Prehistoric man as I imagine him lived only on grunts, brute behaviour, and the subliminal expectation that those around him understood every of his actions as relating to certain demands or requests, as many who ended up on the blunt side of his club found out. Language however brought clarity, and thus sophistication, and a need for a more active set of rules with which everyone negotiated the rote of existence. Our tongues adapted to the needs of our mind, and the mouth became not just a hole for food consumption but for actual articulation of speech. It has been a long time since then.

Justine Bieber and his girlfriend, on vacation

I’ve been thinking about the benefits of new media – technology, mostly – if you could call them benefits, and how it has returned us to silence and the rote of hand movements. The image here is of a couch in a public park on which two teenagers sit, each using an iPhone and texting (either each other, or others. It doesn’t matter). An alien looking at them might – if s/he is aware of our earlier methods of communication – conclude that humans have finally given up on talking to each other, in favour of more effortless means of interaction: sitting side-by-side. A more discerning alien may however find out that our new means of communication includes hand gestures – not of the usual, traditional kind that you’d find between two deaf humans, but those between the thumb and a mobile touchscreen. All around the globe as I convey these thoughts to you using the same means of mute finger-based thought transmission processes, millions of other people are doing the same, some – like me – while also staring at a live picture of another human being located thousands of miles away in another continent. None of us is “talking”, at least not to each other at the moment, yet our fingers keep moving, and thoughts move between us.

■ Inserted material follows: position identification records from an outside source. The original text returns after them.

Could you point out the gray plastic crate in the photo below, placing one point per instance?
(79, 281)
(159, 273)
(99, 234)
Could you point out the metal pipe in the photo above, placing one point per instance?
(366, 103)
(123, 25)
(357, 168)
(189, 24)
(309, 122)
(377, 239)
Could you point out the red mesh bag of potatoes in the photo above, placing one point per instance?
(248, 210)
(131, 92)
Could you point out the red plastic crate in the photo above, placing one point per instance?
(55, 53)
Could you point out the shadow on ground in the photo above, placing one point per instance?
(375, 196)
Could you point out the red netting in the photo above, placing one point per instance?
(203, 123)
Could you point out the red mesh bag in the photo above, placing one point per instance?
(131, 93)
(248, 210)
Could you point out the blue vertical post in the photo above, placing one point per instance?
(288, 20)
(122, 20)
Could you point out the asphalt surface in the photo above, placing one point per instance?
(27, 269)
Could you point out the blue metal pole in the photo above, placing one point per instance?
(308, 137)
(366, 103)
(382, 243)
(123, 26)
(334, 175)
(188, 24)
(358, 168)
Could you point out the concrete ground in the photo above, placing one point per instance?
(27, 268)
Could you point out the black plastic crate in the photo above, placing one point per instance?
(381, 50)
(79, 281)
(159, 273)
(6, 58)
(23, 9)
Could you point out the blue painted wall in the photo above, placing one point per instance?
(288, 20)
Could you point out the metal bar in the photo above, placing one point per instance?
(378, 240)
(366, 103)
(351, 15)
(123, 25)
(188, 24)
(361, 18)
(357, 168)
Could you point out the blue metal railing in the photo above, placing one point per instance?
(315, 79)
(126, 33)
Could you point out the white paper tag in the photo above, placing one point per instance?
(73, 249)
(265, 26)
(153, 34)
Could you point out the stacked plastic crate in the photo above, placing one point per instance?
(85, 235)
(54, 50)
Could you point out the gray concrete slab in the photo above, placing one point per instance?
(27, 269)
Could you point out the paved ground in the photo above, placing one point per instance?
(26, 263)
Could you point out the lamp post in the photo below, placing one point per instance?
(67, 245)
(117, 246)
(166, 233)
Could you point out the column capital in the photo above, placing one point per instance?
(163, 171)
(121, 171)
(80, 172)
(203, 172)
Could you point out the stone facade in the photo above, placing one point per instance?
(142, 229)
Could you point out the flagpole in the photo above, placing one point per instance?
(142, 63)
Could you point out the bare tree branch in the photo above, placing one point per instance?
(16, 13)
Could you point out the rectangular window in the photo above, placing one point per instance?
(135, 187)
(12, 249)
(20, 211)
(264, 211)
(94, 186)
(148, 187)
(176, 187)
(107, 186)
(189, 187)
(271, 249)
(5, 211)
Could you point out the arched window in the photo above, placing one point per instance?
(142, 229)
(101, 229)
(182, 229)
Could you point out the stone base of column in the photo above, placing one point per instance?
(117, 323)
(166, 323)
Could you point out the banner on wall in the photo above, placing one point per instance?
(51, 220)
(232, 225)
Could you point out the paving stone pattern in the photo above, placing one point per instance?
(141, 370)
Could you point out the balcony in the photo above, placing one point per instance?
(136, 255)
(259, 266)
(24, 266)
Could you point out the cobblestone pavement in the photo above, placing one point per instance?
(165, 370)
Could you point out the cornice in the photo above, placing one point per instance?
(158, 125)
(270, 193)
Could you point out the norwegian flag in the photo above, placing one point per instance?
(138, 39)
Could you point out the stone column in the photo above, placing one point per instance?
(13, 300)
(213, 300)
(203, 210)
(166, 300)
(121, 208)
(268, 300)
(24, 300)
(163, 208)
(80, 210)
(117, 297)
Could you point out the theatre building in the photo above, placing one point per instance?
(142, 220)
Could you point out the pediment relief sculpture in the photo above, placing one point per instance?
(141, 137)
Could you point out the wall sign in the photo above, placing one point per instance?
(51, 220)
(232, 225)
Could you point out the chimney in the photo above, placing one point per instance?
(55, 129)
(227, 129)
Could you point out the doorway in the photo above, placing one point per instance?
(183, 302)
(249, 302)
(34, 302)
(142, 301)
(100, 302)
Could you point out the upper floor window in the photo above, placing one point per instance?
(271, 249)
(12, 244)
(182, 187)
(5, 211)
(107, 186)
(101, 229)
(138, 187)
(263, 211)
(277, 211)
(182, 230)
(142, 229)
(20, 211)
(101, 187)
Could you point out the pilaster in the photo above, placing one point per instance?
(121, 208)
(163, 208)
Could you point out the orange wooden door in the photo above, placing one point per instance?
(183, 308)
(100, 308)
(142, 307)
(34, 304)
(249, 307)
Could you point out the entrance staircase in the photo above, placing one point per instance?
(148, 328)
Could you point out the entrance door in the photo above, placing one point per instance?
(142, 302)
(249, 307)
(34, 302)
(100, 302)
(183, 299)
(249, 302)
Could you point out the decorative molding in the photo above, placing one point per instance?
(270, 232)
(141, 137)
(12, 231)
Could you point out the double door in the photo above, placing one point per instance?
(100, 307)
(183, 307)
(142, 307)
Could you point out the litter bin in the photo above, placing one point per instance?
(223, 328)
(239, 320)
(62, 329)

It is not inconceivable that when man discovered language and found that it was much easier to talk one’s way out of a threatening gesture of a spiked club pointed by a bigger man with a menacing eye than simply running away or bending in obeisance, he never thought that evolving into more sophisticated means of communication will one day lead back to a different culture of silence. On the bright side, the process evolved through a fascinating period that showed us (from Alexander Bell’s telephone to the telex, fax and then email), the many creative ways of staying far away from each other and still get our points across. As for the fallout of our evolution, we may not end up being physically fitter for it – not needing to move our jaws as much anymore except for eating – but we can at least fool all earth-bound aliens that we’re not communicating to each other whenever we sit idly at our desks and stare at the screens.

Maybe that’s how ants and other lower animals have managed to fool us all these years.